Monday, July 31, 2017

Cayman Islands Auditor General: Aviation boards’ problems persist

Sue Winspear
A number of mismanagement problems in local government boards appointed to oversee aviation-related matters went unaddressed for years after a December 2013 audit revealed some embarrassing practices at those entities.

However, Cayman Islands Auditor General Sue Winspear said Friday that a follow-up review completed this month by her office showed better progress among the aviation-related boards.

“Overall, we concluded that a number of the issues identified in our original report on governance of statutory authorities and government companies in December 2013 remained,” Ms. Winspear wrote in her follow-up review. “Since our audits were completed, all-three [aviation-related] bodies have taken actions and plan to take further action to improve their governance arrangements.”

Public Accounts Committee Chairman Ezzard Miller said committee members remained to be convinced: “We are pleased that the [entities] have taken action to implement some of the recommendations made by the auditor general. However, we note that a number of actions remain outstanding and are planned for the remainder of 2017.”

While the initial December 2013 auditors report focused on dozens of government authorities and companies, the July 2017 follow-up focused solely on the aviation-related boards of the Civil Aviation Authority, the Cayman Islands Airports Authority and Cayman Airways.

Ms. Winspear said, at one point, the auditor’s office had intended to review each one of the 27 government authorities and companies to check their progress, but she said – due to government improvements in the area and the recent passage of the Public Authorities Law – a more targeted approach was likely to be used to evaluate specific areas where problems persisted.

The 2013 audit revealed a number of questionable practices among the aviation-related authorities:

The Cayman Islands Airports Authority paid some employees “severance packages” upon retirement that were not in their contracts, but were authorized by the board of directors. The amounts were paid in addition to employee pensions

In May 2013, the CIAA board paid one of its own members $46,000 for the production of an internal audit that led to the removal of former authority chief Jeremy Jackson and former chief financial officer Shelly Ware

The previous two bullet points were shown as examples of where auditors found a general risk in board operations among the three aviation entities. Namely, that board members were making operational decisions that should have been the responsibility of senior managers

Auditors found that “supporting papers and reports” for decisions made by the boards were not always retained

Board members were appointed to these entities without Cabinet being aware of whether they possessed “any specific skills” required for the post

Only one of the three entities had developed a strategic plan and none of the entities had a written policy stating what the organization expected from its board members

There was no requirement at the time to “rotate” board members.
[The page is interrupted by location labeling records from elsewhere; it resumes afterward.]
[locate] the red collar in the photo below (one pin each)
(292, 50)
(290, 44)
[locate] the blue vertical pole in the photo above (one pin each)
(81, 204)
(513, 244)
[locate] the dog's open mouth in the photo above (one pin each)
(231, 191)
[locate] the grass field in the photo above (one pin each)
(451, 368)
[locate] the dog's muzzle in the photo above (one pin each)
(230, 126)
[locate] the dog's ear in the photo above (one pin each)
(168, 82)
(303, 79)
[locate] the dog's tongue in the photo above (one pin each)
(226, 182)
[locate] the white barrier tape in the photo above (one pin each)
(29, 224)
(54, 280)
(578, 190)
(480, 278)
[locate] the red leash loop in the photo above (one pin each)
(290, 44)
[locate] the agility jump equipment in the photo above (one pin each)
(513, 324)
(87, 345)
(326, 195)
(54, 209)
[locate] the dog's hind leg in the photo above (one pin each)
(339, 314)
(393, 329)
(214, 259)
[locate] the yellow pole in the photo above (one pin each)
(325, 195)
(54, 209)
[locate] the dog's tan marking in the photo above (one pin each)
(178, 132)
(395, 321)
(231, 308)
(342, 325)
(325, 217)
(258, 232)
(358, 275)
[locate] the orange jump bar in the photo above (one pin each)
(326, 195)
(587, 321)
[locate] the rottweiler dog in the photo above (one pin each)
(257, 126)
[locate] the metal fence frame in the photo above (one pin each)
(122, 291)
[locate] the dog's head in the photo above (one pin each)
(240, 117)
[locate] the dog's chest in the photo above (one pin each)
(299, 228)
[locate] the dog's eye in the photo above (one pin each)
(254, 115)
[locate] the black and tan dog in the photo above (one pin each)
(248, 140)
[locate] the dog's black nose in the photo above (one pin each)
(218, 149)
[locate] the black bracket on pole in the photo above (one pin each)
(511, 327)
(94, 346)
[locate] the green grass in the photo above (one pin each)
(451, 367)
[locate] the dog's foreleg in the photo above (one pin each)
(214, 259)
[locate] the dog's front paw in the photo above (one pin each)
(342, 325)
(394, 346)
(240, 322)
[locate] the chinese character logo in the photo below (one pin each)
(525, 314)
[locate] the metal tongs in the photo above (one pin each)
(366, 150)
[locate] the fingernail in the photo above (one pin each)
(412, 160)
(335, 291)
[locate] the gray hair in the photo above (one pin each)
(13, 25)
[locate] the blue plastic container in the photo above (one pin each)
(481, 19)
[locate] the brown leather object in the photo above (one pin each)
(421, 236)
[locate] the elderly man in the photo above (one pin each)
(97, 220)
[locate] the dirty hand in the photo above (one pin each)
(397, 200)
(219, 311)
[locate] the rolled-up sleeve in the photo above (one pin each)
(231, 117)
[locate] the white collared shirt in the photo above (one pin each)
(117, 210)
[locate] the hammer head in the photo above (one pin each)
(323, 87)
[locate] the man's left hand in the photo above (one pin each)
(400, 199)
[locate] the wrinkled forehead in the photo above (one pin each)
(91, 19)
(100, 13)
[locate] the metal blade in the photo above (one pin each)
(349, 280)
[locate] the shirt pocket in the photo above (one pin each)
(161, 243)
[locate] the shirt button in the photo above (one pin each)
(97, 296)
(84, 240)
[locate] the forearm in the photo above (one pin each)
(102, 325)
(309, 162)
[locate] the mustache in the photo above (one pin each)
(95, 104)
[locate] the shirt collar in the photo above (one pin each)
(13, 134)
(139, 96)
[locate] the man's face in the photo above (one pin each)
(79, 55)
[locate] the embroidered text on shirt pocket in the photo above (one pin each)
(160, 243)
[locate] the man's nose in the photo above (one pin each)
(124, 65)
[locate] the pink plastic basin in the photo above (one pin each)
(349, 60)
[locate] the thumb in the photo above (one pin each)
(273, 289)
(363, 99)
Although the Public Authorities Law was passed in the final Legislative Assembly meeting of the previous government’s term, it had not been brought into force at the time the follow-up report was completed, auditors noted.

In addition to implementing that law, the Cayman Islands government was advised to expand the pool of potential board members for the aviation authorities, consult beforehand to determine whether appointees had any specific skills required for the post and provide “induction training” for new board members.